Ad 2. First issue: While equation (4) follows from (3) by just renaming coefficients, the other way around does not follow without making use of the condition on the characteristic. In fact, e.g. if you try to write the matrix $\pmatrix{1&0\\0&0 }$ with your basis, you'll need $c+b_1=1$ and also $c-b_1=0$. Now if $char(F) \neq n=2$, there's the obvious solution $c=b_1=\frac12$; but if $char(F)=2$, these two equations have no simultaneous solution. You should encounter a similar issue for other $n$. Note that as soon as you can divide by $n$ (which is equivalent to saying $char(F)$ does not divide $n$), all should be good and you can solve your system of equations, so (3) and (4) are equivalent, so you have truly shown both inclusions.
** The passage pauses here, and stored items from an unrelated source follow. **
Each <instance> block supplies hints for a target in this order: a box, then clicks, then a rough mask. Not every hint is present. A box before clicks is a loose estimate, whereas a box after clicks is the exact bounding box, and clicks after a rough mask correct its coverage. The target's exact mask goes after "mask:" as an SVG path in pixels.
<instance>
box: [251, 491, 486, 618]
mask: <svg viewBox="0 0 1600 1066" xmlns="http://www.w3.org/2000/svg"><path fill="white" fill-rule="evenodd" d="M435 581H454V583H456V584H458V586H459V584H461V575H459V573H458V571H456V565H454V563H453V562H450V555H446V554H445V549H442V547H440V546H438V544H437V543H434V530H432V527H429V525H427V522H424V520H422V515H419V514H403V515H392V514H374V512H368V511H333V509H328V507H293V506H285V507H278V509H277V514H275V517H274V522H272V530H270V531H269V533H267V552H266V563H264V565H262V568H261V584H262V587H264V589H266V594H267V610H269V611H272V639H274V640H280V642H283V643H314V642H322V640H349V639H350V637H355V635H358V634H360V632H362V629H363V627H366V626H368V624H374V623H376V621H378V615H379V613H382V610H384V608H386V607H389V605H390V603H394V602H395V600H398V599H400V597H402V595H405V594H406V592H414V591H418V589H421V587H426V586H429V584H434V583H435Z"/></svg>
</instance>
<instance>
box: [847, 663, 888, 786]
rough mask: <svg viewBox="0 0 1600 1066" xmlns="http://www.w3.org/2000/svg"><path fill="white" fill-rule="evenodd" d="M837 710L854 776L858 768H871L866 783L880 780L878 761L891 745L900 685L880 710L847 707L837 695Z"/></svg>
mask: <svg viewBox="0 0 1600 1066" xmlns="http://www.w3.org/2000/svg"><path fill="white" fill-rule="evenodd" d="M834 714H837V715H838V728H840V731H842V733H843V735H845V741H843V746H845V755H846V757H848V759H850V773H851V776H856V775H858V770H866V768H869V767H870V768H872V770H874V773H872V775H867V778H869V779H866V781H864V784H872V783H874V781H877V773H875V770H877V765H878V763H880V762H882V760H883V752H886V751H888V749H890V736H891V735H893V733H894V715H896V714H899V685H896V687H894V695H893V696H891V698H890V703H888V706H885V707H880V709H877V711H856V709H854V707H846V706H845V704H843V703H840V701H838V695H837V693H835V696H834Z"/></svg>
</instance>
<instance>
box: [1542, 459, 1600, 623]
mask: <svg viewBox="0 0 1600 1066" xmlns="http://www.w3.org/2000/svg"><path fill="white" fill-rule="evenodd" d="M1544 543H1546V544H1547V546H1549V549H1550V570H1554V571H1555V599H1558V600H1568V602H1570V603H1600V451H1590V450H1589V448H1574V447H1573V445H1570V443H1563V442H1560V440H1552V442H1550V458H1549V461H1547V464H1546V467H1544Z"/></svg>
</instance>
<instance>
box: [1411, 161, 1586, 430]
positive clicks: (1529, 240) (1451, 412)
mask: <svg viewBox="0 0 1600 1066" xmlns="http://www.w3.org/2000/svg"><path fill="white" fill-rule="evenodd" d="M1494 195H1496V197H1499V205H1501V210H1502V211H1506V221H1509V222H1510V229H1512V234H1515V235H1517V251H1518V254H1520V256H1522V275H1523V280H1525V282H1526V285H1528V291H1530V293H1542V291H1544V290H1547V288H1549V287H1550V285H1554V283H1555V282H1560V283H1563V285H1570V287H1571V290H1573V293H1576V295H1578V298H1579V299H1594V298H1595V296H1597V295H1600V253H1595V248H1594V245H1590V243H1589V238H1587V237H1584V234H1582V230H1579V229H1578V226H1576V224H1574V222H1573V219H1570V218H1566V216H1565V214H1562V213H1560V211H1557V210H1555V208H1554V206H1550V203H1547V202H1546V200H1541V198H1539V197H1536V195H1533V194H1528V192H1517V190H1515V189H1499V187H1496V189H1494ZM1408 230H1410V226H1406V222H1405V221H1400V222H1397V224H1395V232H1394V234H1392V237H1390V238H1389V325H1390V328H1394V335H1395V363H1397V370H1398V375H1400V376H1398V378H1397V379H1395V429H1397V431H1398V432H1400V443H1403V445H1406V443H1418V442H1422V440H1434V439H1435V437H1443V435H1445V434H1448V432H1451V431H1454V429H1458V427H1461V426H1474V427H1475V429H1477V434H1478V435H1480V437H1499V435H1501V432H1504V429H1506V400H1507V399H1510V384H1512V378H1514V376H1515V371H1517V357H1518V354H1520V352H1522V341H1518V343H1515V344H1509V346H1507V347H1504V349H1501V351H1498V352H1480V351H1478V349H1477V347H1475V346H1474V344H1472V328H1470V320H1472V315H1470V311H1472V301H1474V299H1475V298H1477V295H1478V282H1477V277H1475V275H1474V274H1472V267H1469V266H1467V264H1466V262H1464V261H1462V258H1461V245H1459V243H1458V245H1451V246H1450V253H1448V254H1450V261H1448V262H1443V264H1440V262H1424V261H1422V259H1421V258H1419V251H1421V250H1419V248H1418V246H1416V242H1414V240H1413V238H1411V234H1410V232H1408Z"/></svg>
Second issue: It is correct that $[\mathfrak s_n(F), \mathfrak{gl}_n(F)] =0$ (hence of course $[\mathfrak s_n(F), \mathfrak{sl}_n(F)] =0$), this does not need the condition on the characteristic, and I believe you don't have to show more than you did to prove that. However, this does not in general imply that $\mathfrak s_n(F) \cap \mathfrak{sl}_n(F) = \{0\}$. (It only shows that $s_n(F) \cap \mathfrak{sl}_n(F)$ is an abelian Lie algebra.) In fact, to show that this intersection is trivial, you do need the condition on the characteristic again. (Because if we don't have it, e.g. again for $char(F)=2$ we have $\pmatrix{1&0\\0&1} = \pmatrix{1&0\\0&-1} \in s_n(F) \cap \mathfrak{sl}_n(F)$.)
This one is easy with that though. Let $S = s \cdot I_n \in s_n(F) \cap \mathfrak{sl}_n(F)$, i.e. $0=tr(S) = n \cdot s$. Then if $char(F)$ does not divide $n$, necessarily $s=0$ and hence $S$ was the zero matrix.
[Finally, to resolve some confusion in the comments, once you have shown that $s_n(F) \cap \mathfrak{sl}_n(F) =\{0\}$ i.e. that it is really a direct sum of vector spaces, then that other fact you've shown, $[s_n(F),\mathfrak{sl}_n(F)]=0$, shows that it is also a direct sum of Lie algebras.]
Ad 3. See both issues in 2.